Intestinal Research 2017; 15(4): 554-554  http://dx.doi.org/10.5217/ir.2017.15.4.554
Author's Reply
Tomoya Iida1, Hiroyuki Kaneto1, and Hiroshi Nakase2
1Department of Gastroenterology, Muroran City General Hospital, Muroran, Japan., 2Department of Gastroenterology and Hepatology, Sapporo Medical University School of Medicine, Sapporo, Japan.
Correspondence to: Hiroshi Nakase, Department of Gastroenterology and Hepatology, Sapporo Medical University School of Medicine, Minami 1-jo Nishi 16-chome, Chuo-ku, Sapporo 060-8543, Japan. Tel: +81-11-611-2111, Fax: +81-11-611-2282, hiropynakase@gmail.com
Received: September 14, 2017; Revised: September 15, 2017; Accepted: September 15, 2017; Published online: October 30, 2017.
© Korean Association for the Study of Intestinal Diseases. All rights reserved.

BODY

We thank Dr. Atamanalp for his comments1 on our paper “Clinical outcomes of sigmoid colon volvulus: identification of the factors associated with successful endoscopic detorsion.”2

We read with interest their studies by Atamanalp, in which the authors evaluated the clinical features in many patients with sigmoid volvulus (SV).3,4,5 Particularly, Atamanalp demonstrated that there were 3 important factors causing unsuccessful endoscopic detorsion; a prolonged symptom period (≥24 hours), the presence of an over-rotation (volvulus degree ≥360°), and the co-occurrence of ileosigmoid knotting (ISK).

With regard to the factors pointed out by Atamanalp, we re-evaluated the clinical features of patients in our study. First, The proportion of prolonged symptom period (≥24 hours) in possible detorsion group and in impossible detorsion group were 30.8% (4/13) and 50.0% (4/8). Second, the presence or absence of an over-rotation (volvulus degree ≥360°) in all the cases were evaluated by CT. CT examinations were performed in all the 21 cases, and 9 cases showed the findings of over-rotation.

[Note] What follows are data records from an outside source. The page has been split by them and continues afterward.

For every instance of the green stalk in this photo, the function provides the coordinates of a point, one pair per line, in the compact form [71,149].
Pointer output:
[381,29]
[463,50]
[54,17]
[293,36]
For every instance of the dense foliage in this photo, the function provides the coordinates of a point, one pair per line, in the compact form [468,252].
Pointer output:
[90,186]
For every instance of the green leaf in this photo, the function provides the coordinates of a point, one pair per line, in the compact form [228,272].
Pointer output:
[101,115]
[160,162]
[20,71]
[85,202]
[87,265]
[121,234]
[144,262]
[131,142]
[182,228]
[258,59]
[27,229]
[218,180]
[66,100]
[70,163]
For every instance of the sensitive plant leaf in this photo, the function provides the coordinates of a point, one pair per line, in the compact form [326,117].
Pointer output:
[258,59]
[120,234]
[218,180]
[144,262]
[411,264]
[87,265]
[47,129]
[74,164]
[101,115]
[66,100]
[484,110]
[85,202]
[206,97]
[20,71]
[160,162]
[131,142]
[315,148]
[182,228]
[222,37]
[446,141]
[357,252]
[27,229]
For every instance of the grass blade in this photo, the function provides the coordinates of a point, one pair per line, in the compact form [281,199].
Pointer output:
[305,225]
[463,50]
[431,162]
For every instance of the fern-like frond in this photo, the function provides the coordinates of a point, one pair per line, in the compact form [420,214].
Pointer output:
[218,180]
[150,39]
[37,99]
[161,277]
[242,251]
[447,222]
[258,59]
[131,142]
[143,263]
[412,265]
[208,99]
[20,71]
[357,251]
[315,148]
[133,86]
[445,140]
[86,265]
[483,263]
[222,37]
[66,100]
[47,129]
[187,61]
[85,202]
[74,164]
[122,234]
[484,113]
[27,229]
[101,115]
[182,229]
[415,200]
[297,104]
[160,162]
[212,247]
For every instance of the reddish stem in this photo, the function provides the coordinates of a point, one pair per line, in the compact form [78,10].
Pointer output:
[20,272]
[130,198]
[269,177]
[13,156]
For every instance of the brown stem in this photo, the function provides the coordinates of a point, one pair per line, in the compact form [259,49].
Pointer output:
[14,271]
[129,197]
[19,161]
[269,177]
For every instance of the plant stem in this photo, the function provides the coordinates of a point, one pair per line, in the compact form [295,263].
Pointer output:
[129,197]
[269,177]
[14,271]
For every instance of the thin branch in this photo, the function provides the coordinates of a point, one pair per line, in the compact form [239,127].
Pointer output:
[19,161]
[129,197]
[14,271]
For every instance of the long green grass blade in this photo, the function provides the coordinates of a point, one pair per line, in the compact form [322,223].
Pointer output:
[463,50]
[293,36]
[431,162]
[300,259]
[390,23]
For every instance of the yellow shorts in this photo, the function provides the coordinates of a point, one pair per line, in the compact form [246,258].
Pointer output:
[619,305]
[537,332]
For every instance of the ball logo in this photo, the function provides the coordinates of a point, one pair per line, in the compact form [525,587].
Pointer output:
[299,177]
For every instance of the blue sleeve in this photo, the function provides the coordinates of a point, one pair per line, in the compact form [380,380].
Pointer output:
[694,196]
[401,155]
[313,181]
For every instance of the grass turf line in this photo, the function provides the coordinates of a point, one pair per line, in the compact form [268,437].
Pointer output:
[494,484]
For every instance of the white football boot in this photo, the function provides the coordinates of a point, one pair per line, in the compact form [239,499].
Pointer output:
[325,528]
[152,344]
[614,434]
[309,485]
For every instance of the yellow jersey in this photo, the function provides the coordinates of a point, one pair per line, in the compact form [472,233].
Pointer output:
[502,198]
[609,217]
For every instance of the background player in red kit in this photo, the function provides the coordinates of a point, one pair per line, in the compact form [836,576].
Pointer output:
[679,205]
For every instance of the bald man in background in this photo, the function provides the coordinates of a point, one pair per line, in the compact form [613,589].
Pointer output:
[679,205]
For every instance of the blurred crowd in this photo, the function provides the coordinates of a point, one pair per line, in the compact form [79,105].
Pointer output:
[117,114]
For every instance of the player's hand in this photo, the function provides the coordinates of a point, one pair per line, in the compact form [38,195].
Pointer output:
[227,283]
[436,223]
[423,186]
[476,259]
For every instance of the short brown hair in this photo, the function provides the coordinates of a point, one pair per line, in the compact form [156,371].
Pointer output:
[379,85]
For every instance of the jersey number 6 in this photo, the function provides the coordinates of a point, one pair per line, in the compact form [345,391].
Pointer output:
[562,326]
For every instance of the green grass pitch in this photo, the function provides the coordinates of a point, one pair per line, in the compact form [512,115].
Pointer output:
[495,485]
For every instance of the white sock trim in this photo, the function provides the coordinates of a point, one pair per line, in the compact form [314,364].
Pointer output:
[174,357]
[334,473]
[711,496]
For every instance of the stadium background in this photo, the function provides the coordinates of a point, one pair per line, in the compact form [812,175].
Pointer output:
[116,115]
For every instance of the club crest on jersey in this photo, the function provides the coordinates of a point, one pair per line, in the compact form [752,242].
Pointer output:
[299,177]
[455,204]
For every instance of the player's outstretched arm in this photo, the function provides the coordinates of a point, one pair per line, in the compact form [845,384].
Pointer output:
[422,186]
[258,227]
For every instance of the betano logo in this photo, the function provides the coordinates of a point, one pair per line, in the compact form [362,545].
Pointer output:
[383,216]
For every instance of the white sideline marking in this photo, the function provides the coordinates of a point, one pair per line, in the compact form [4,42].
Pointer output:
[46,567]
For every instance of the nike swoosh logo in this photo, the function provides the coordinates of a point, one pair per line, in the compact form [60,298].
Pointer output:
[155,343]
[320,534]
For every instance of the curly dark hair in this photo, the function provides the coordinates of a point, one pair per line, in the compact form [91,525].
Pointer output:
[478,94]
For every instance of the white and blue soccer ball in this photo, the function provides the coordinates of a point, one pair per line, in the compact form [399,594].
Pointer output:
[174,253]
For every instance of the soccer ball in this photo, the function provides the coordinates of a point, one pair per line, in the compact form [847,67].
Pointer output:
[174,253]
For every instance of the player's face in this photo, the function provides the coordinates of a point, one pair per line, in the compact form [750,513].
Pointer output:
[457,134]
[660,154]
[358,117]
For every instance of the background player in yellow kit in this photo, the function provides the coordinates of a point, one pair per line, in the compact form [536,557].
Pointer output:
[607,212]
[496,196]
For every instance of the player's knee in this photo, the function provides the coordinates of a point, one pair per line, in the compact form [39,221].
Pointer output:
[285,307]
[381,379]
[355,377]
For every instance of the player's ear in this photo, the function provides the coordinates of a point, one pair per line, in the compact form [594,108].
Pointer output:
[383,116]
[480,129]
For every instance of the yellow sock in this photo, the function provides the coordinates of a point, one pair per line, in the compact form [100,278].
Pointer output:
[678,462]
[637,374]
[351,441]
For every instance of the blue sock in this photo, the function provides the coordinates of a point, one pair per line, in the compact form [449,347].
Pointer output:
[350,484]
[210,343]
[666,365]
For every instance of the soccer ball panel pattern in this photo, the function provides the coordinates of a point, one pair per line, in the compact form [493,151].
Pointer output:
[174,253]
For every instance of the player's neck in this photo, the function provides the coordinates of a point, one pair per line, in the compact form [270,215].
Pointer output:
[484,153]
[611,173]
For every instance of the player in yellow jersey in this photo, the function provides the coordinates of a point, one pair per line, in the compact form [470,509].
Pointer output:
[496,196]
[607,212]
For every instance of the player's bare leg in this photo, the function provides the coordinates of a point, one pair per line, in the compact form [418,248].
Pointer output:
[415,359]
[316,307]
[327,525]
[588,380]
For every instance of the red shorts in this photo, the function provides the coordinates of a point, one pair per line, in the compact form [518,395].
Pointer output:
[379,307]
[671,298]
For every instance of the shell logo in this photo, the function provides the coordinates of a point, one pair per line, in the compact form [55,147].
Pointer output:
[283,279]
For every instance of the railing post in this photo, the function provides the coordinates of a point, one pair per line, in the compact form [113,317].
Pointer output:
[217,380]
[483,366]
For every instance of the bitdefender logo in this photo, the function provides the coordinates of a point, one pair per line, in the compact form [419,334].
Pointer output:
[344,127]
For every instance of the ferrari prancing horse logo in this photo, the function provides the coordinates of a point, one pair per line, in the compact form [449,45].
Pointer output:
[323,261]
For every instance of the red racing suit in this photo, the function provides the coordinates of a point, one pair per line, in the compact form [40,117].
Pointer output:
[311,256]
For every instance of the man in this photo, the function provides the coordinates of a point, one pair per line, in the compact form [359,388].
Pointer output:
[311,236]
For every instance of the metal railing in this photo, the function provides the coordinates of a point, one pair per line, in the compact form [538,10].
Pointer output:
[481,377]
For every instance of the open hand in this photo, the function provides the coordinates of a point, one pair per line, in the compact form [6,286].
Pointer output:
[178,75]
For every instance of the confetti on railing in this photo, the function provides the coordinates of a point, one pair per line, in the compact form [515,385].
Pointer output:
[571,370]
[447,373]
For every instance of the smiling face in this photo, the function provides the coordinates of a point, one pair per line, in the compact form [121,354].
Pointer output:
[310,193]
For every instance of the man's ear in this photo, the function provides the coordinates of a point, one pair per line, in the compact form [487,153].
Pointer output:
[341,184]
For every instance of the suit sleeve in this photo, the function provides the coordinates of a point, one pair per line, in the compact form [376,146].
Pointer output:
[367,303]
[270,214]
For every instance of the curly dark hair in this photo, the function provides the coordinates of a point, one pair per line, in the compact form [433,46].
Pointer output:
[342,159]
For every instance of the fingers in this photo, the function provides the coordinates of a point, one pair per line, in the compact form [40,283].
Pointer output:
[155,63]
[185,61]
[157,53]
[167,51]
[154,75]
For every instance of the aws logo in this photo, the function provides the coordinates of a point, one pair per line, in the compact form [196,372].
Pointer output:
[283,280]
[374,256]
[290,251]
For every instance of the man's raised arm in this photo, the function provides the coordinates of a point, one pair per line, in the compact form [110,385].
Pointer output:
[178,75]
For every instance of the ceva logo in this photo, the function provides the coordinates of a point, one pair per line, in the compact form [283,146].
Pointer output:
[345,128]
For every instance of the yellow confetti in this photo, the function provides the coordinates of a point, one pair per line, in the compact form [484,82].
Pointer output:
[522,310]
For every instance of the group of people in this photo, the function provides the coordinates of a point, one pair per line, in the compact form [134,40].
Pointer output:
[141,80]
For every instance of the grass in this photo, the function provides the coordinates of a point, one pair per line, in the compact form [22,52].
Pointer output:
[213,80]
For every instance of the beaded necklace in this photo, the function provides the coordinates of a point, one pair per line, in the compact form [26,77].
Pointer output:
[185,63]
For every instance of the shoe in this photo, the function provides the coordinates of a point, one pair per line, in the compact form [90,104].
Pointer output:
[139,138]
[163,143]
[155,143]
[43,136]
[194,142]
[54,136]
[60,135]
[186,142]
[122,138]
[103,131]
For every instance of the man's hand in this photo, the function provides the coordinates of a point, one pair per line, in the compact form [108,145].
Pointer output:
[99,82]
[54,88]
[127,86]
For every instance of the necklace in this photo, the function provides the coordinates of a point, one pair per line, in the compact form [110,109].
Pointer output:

The proportion of the cases with the findings of over-rotation in possible detorsion group and in impossible detorsion group were 30.8% (4/13) and 62.5% (5/8). In addition, we overviewed all the CT findings and the operative records. There were no cases presenting ISK in our study.

Taken together, our additional investigation showed that prolonged symptom period and over-rotation might be involved in unsuccessful endoscopic detorsion of SV patients. Unfortunately, our study was underpowered to demonstrate the significant difference of these factors between endoscopically successful and unsuccessful cases because of a small sample size.

In summary, we agree with Atamanalp's comments and lead to our concluding remark that in clinical practice, we should deliberately observe several factors, which was suggested by our group and Atamanalp, to approach the better clinical outcome of SV patients.

References
  1. Atamanalp, SS (2017). Comments on clinical outcomes of sigmoid colon volvulus: identification of the factors associated with successful endoscopic detorsion. Intest Res. 15, 552-553.
  2. Iida, T, Nakagaki, S, Satoh, S, Shimizu, H, Kaneto, H, and Nakase, H (2017). Clinical outcomes of sigmoid colon volvulus: identification of the factors associated with successful endoscopic detorsion. Intest Res. 15, 215-220.
    Pubmed
  3. Atamanalp, SS (2013). Sigmoid volvulus: diagnosis in 938 patients over 45.5 years. Tech Coloproctol. 17, 419-424.
    Pubmed
  4. Atamanalp, SS, Oren, D, and Başoğlu, M (2004). Ileosigmoidal knotting: outcome in 63 patients. Dis Colon Rectum. 47, 906-910.
    Pubmed
  5. Atamanalp, SS, Kisaoglu, A, and Ozogul, B (2013). Factors affecting bowel gangrene development in patients with sigmoid volvulus. Ann Saudi Med. 33, 144-148.